Pomont assoviou para chamar a atenção de outro Templário.

– Faberat! Cuida do meu posto enquanto eu dou uma assistência à Guarda de Kirkwall? – Ao que o outro fez um gesto positivo – Certo, vamos.

Pomont conduziu Shara até uma grande sala empoeirada, mas organizada, cuja iluminação era proveniente de diversas janelas e claraboias. A sala estava cheia de pergaminhos e livros, organizados em estantes. Eles falaram brevemente com um Templário desinteressado que logo deixou os dois entrarem, o cavaleiro na frente, a guarda depois.

Lá dentro uma jovem morena, vestindo roupas do Círculo dos Magos, recebeu Pomont com um sorriso.

– Pomont, eu estava pensando em você agora mes... – ela pigarreou, murchou o sorriso e mudou o discurso ao vê-lo acompanhado por Shara – Sir Pomont, que surpresa.

– Tudo bem, Lisse, ela é de confiança.

Houve um instante de troca de olhares e sobrancelhas se erguendo, Shara olhou de um para o outro, como que pedindo uma explicação.

– Acontece que ela é... – começou o Templário

– Uma amiga! – apressou-se a maga morena.

– ...minha futura esposa!

– Pomont! – a maga lançou a ele um olhar furioso e olhou para a entrada do arquivo, para ver se alguém estava lá para ouvir.

– Acontece – o Templário explicou para Shara – que um relacionamento entre um Templário e uma Maga do Círculo não é bem visto, ainda mais com toda essa tensão entre os dois grupos. Então estamos mantendo isso em segredo, por enquanto – ele fez as apresentações – Clarisse, esta é Shara, Shara esta é Clarisse. – depois se virou para a maga morena – Lisse, Shara precisa ver um arquivo...

– Só me mostre onde – Shara interveio – e vocês podem conversar em paz.

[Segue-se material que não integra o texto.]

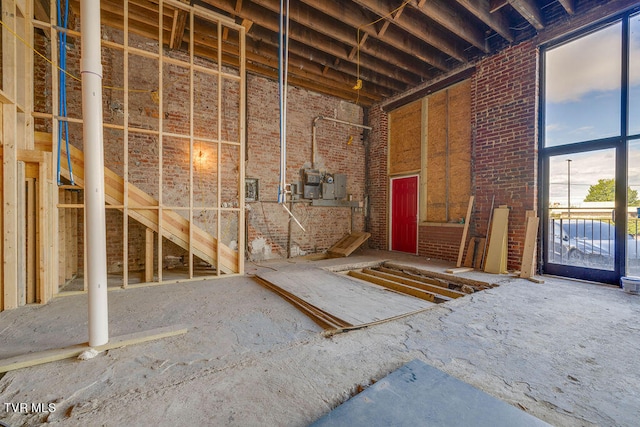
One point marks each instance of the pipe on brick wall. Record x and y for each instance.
(91, 70)
(314, 125)
(283, 70)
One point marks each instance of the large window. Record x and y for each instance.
(589, 150)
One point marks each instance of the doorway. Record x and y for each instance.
(404, 214)
(590, 147)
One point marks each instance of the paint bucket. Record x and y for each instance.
(630, 284)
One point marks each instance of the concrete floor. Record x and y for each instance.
(564, 351)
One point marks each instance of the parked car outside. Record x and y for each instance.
(587, 243)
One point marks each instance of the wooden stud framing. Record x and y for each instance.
(9, 159)
(148, 258)
(21, 233)
(52, 237)
(31, 240)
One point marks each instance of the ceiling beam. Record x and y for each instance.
(351, 15)
(393, 64)
(426, 33)
(496, 21)
(496, 5)
(329, 63)
(300, 68)
(529, 11)
(569, 6)
(442, 13)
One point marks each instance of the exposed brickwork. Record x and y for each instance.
(504, 162)
(439, 242)
(504, 94)
(268, 233)
(378, 181)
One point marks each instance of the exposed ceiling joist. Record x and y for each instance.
(530, 11)
(390, 46)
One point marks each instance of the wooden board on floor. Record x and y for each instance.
(38, 358)
(352, 301)
(348, 244)
(458, 270)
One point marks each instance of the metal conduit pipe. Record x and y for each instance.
(313, 133)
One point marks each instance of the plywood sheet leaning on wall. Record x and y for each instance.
(405, 137)
(496, 261)
(527, 269)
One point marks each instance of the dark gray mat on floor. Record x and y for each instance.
(418, 394)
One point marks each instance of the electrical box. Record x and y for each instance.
(311, 183)
(340, 184)
(328, 191)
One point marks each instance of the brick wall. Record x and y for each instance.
(377, 180)
(504, 94)
(268, 222)
(504, 158)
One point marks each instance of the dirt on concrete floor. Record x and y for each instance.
(564, 351)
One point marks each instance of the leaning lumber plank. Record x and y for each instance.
(389, 284)
(496, 261)
(415, 283)
(464, 232)
(33, 359)
(471, 252)
(528, 254)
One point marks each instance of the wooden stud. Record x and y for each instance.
(62, 239)
(69, 243)
(21, 235)
(464, 231)
(148, 259)
(73, 250)
(31, 241)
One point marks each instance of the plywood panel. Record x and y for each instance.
(437, 158)
(496, 261)
(448, 153)
(459, 135)
(405, 137)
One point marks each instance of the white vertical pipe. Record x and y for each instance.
(91, 69)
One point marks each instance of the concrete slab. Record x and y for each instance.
(563, 351)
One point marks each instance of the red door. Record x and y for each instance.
(404, 214)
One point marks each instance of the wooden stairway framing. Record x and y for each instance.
(144, 208)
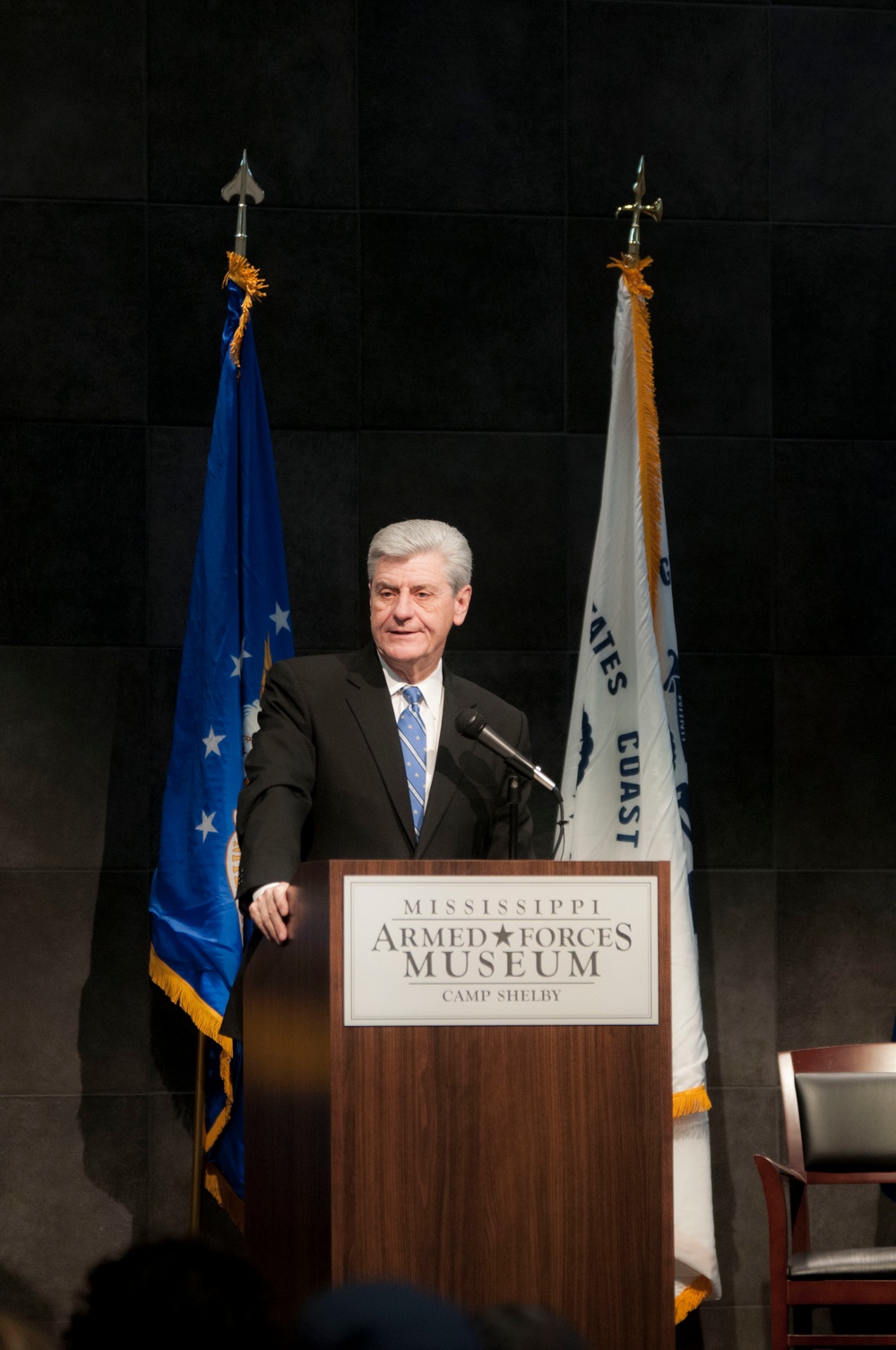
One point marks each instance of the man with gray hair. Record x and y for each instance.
(357, 755)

Depois de duas horas fuçando em pergaminhos de registros, ela não achou nada. Finalmente, Shara voltou do meio das estantes para encontrar Pomont brincando com os cabelos de Clarisse. Um devaneio fugaz de Tyrill brincando com o seu cabelo passou pela cabeça de Shara, inadvertidamente.

– Nada sobre o nosso assassino, Xaligham.

– Eu disse, não há nada sobre alguém com esse nome.

– Bem, valeu a tentativa – Shara suspirou.

– Espere – Clarisse interveio – eu me lembro de um rapaz chamado Xaligham.

Os dois olharam para a maga, surpresos.

– Havia no aqui no Círculo um mago chamado Xaviere, órfão, até um bom rapaz, mas sempre na dele. – a maga contou – Eu estudei com ele. A única família que ele tinha era o irmão, que se chamava Xaligham, que vinha visitá-lo aqui na Forca, nos dias de visita.

– E o que houve com esse Xaviere? – idéias já pulsavam na mente de Shara.

– Bom, o irmão dele, era um bandido, um contrabandista, eu acho. Acabou morrendo. Xaviere fugiu do Círculo depois da morte do irmão. Os Templários o procuraram por muito tempo, mas nunca o encontraram.

– Ele e o irmão eram parecidos? – perguntou Shara, lembrando-se do retrato de Xaligham nos arquivos da Guarda.

– Eram, quase iguais!

A compreensão se formou no rosto de Shara.

– O desgraçado tomou o nome do irmão morto e está querendo vingá-lo! É por isso que ele está querendo matar guardas!

Pomont deu um beijo sonoro na bochecha de Clarisse.

– Cinzas de Andraste! Você nos deu a peça final do quebra cabeça da identidade dele!

– E posso fazer até mais – Clarisse conduziu-os até uma prateleira – Aqui está o registro sobre o mago do Círculo chamado Xaviere.